For Q1 FY26, Stride guided to:

  • Enrollment growth of 10 to 15% year-over-year, based on current application trends.
  • Revenue per enrollment expected to be flat to slightly up versus FY25, reflecting state funding dynamics.

For full-year FY26, management maintained a positive outlook:

  • Gross margin expansion will continue, but at a slower pace than the past two years.
  • SG&A as a percent of revenue to decrease marginally; capital expenditures to remain flat as a percent of revenue.
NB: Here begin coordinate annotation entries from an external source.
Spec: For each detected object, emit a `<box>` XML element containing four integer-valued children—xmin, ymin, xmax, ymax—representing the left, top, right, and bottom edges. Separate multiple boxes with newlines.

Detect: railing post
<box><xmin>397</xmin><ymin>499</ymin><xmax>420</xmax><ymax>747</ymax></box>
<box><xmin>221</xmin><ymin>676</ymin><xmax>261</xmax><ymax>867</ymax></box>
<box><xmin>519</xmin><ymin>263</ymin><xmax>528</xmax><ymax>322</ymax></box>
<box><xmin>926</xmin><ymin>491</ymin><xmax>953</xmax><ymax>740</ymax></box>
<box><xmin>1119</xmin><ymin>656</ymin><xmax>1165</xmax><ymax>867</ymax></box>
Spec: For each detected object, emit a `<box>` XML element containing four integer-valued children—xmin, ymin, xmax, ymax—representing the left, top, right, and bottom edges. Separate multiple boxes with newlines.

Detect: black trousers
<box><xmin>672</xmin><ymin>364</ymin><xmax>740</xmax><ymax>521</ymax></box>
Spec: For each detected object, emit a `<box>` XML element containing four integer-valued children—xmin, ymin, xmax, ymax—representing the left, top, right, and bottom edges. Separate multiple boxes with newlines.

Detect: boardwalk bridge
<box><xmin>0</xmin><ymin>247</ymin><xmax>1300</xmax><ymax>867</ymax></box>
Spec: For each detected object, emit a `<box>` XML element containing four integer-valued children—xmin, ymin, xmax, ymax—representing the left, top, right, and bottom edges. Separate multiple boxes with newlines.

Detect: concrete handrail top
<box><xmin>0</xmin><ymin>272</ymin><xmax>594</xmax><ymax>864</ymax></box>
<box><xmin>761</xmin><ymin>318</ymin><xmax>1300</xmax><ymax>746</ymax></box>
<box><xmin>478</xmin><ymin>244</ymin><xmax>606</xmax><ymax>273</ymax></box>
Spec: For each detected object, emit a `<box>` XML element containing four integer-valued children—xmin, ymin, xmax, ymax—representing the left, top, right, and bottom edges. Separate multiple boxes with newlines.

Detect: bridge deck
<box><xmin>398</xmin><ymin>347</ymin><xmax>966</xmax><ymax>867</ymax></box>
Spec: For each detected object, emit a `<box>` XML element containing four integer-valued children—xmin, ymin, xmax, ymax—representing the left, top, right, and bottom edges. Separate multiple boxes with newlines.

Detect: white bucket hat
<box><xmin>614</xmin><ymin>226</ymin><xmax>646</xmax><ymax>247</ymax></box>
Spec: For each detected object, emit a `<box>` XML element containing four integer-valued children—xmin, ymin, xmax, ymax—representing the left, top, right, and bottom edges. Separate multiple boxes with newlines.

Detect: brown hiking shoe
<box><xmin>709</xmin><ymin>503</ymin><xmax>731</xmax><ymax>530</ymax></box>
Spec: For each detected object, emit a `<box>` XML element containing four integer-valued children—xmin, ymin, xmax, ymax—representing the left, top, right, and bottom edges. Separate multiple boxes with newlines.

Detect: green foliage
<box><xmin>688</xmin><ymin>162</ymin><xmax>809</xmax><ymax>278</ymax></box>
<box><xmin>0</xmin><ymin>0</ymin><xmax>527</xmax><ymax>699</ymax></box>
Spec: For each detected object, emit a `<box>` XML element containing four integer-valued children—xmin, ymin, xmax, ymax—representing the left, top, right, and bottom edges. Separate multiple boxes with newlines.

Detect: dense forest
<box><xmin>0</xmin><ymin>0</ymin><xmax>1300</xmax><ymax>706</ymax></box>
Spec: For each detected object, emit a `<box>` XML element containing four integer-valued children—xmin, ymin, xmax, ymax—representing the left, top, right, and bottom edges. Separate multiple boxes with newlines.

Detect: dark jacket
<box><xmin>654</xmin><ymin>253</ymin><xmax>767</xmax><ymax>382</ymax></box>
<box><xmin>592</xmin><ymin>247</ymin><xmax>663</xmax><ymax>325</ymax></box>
Management highlighted several factors that support the outlook:

  • Strong early demand signals and application volumes for the fall enrollment season.
  • Stable to improving state funding environment with no material federal headwinds anticipated.

Takeaways

Stride’s Q4 capped a year of strong execution in core K12 learning, with career learning emerging as the primary growth engine and operational scale supporting expanding margins.

  • Growth Engine: Career learning’s outperformance and the company’s ability to offset contract losses with new partnerships reinforce the strength of the franchise and brand.
  • Strategic Investments: Margin expansion will moderate as Stride invests in high-impact student support and digital engagement, balancing near-term profitability with long-term value creation.
  • Execution Watchpoints: Sustaining double-digit enrollment growth and improving adult learning execution are critical for maintaining momentum and justifying ongoing investment in new initiatives.

Conclusion

Stride enters fiscal 2026 with robust enrollment momentum, a strong funding backdrop, and a disciplined approach to margin and investment. The pivot toward career learning and digital engagement underscores the company’s evolution, but execution on new initiatives and state-level dynamics will determine the durability of its growth story.

Industry Read-Through

The accelerating demand for school choice and career-focused K12 education is reshaping the education services landscape. Stride’s ability to convert application volume into enrollments and its rapid recovery from contract turnover in New Mexico signal the increasing importance of brand, operational agility, and differentiated offerings. Other education providers should note the rising bar for digital engagement, the need for scalable tutoring solutions, and the potential for AI to drive efficiency and outcomes. The moderation in margin expansion as investment shifts to student support may become a broader industry theme as providers seek to balance growth and quality in a competitive, policy-sensitive environment.